Organtransplantation

Der menschliche Körper – ein Mittel zum Zweck?

Evangelische Frauen in Deutschland e.V.

25. November 2013

In der Transplantationsmedizin werde der menschliche Körper gebraucht, verbraucht, sei Mittel zum Zweck, erläuterte am vergangenen Donnerstag Ulrich Eibach auf einem Studientag zur Organtransplantation, zu dem die Evangelischen Frauen in Deutschland e.V. (EFiD) bundesweit eingeladen hatten. „Das widerspricht der Menschenwürde“, stellte der Theologe, Professor für Systematische Theologie und Ethik, klar. Der menschliche Körper sei kein Besitzgegenstand, mit dem Tod falle er nicht in zurück in den Besitz der Angehörigen oder der Gesellschaft, sondern in Gottes Hand, erläuterte der Klinikseelsorger und Pfarrer im Ruhestand.

Ob es dennoch eine sittliche Pflicht oder gar ein Gebot der Nächstenliebe sein könnte, Organe zu spenden, fragte Eibach. „Dann wäre es moralisch und sittlich nicht zu rechtfertigen, das zu verweigern. Der Akt der Nichtzustimmung wäre dann ein Akt der Unbarmherzigkeit.“ Nächstenliebe im eigentlichen Sinne setze jedoch voraus, dass zwischen Geber und Nehmer ein Mindestmaß an Beziehung bestehe. Der Spender sei aber zum Zeitpunkt der Explantation zu keiner personellen Beziehung mehr in der Lage, und das Verhältnis von Spender und Empfänger anonym und versachlicht. „Druck auf andere zur Organspende auszuüben mit dem Argument der Nächstenliebe ist Manipulation“, schlussfolgerte Eibach.

„Je erfolgreicher die Transplantationsmedizin ist, desto expansiver ist sie – und desto mehr Organe benötigt sie“, erklärte Gesundheitswissenschaftlerin Alexandra Manzei. Es werde aber nie genug Organe geben, selbst dann nicht, wenn alle Deutschen einen Organspendeausweis hätten. „Organe von Leichen – kalt und steif – können wir nicht verpflanzen. Wenn das ginge, hätten wir keinen Organmangel.“ Der ständig steigende Organbedarf ist für die Professorin der Philosophisch-theologischen Hochschule Vallendar ein strukturelles Problem der Medizin. Viele Organschäden entstünden durch Zivilisationskrankheiten und billige Medikamentenverordnungen. „Sollten wir nicht lieber eine Medizin fördern, die nicht die Verwertung sterbender Menschen voraussetzt?“, regte Manzei an.

Einen ausführlichen Bericht über den Studientag finden Sie unter http://www.evangelischefrauen-deutschland.de.
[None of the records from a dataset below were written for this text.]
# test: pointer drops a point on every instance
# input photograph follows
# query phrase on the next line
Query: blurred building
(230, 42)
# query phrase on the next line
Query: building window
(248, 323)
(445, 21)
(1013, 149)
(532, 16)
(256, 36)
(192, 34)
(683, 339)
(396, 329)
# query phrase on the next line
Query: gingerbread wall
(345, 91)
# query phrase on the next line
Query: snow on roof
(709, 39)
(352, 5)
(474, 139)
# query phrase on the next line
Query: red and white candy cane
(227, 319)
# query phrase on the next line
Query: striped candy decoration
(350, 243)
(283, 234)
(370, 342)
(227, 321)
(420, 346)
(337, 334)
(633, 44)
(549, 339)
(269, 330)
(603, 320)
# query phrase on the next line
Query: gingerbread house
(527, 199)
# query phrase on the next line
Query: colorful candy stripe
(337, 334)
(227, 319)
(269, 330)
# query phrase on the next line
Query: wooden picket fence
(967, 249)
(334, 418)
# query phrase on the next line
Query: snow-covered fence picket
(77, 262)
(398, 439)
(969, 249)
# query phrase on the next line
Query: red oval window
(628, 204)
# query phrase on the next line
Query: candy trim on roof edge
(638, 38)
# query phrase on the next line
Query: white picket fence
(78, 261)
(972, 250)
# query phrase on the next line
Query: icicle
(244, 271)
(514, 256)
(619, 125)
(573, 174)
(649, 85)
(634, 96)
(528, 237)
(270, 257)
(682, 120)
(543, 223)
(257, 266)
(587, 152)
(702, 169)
Weitere Referentinnen und Referenten des Studientages der Evangelischen Frauen Deutschland e.V. (EFiD) waren die Theologin Ruth Poser, wissenschaftliche Mitarbeiterin am Fachbereich Evangelische Theologie der Universtität Marburg, Vera Regitz-Zagrosek, Professorin für Frauenspezifische Gesundheitsforschung und Direktorin des Institutes für Geschlechterforschung in der Medizin an der Charité Berlin, Kristina Dronsch, EFiD-Referentin für Frauen und Reformationsdekade, Thorsten Doede, Mitarbeiter der Deutschen Stiftung Organtransplantation und Harald Terpe, Bundestagsabgeordneter der Fraktion Bündnis 90/Die Grünen.

Die Veranstaltung fand in Kooperation mit dem Frauenwerk im Haus kirchlicher Dienste der Evangelisch-lutherischen Landeskirche Hannovers statt. Gefördert wurde sie aus Mitteln der Hanns-Lilje-Stiftung.
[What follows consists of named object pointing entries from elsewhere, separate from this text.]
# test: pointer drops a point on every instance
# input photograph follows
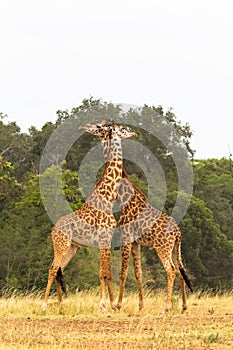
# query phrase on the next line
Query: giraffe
(141, 224)
(94, 222)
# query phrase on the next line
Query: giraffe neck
(107, 186)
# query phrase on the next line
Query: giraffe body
(141, 224)
(94, 222)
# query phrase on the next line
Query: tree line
(26, 249)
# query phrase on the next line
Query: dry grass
(79, 324)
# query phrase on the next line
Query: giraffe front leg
(171, 274)
(102, 274)
(125, 253)
(105, 274)
(136, 253)
(51, 276)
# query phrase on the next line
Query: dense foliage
(26, 250)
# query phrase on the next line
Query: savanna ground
(79, 324)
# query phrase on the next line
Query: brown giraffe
(94, 223)
(141, 224)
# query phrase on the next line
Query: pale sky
(174, 53)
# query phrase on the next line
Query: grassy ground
(79, 324)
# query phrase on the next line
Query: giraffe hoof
(118, 307)
(44, 306)
(184, 308)
(102, 306)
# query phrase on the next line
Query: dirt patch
(177, 332)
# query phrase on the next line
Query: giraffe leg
(105, 273)
(136, 253)
(183, 291)
(125, 253)
(60, 250)
(69, 255)
(176, 257)
(171, 274)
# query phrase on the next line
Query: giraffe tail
(60, 279)
(178, 259)
(185, 277)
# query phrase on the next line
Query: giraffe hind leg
(136, 253)
(60, 282)
(182, 274)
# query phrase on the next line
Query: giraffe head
(108, 129)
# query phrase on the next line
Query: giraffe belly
(97, 231)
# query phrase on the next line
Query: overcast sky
(174, 53)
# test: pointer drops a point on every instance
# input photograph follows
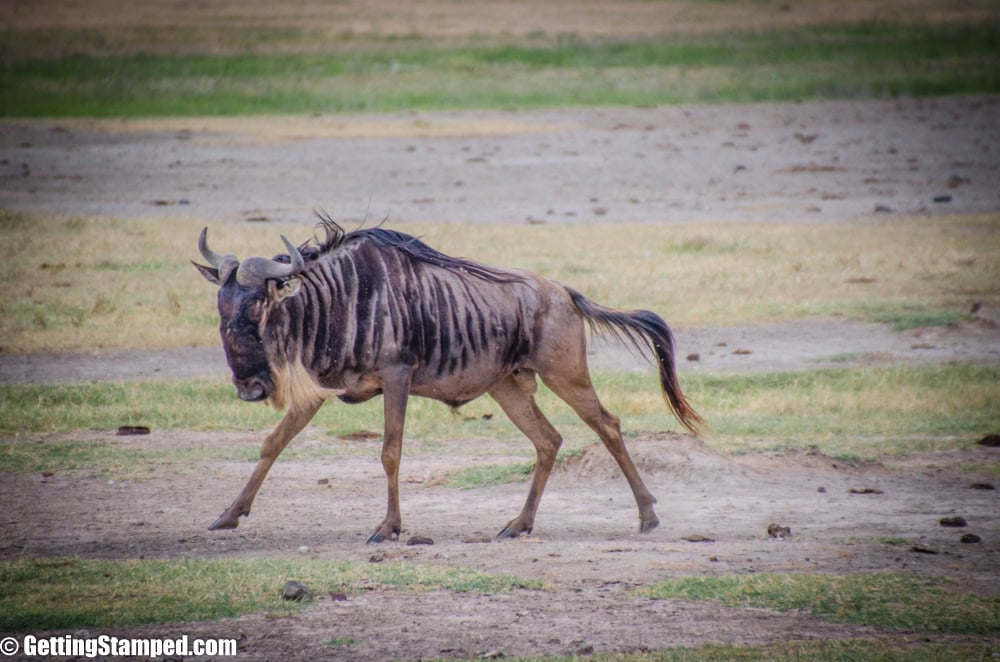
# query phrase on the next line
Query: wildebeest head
(247, 290)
EFiD ist die Stimme evangelischer Frauen in Kirche und Gesellschaft. EFiD fördert und unterstützt die Arbeit von und mit Frauen in kirchlichen Bezügen und ermutigt Frauen, in der heutigen Welt als Christinnen zu leben. Mit frauenspezifischer Kompetenz und Sicht setzt der Verband theologische, spirituelle, sozialdiakonische und politische Impulse. Zur EFiD gehören 38 Mitgliedsorganisationen mit insgesamt rund 3 Millionen Mitgliedern.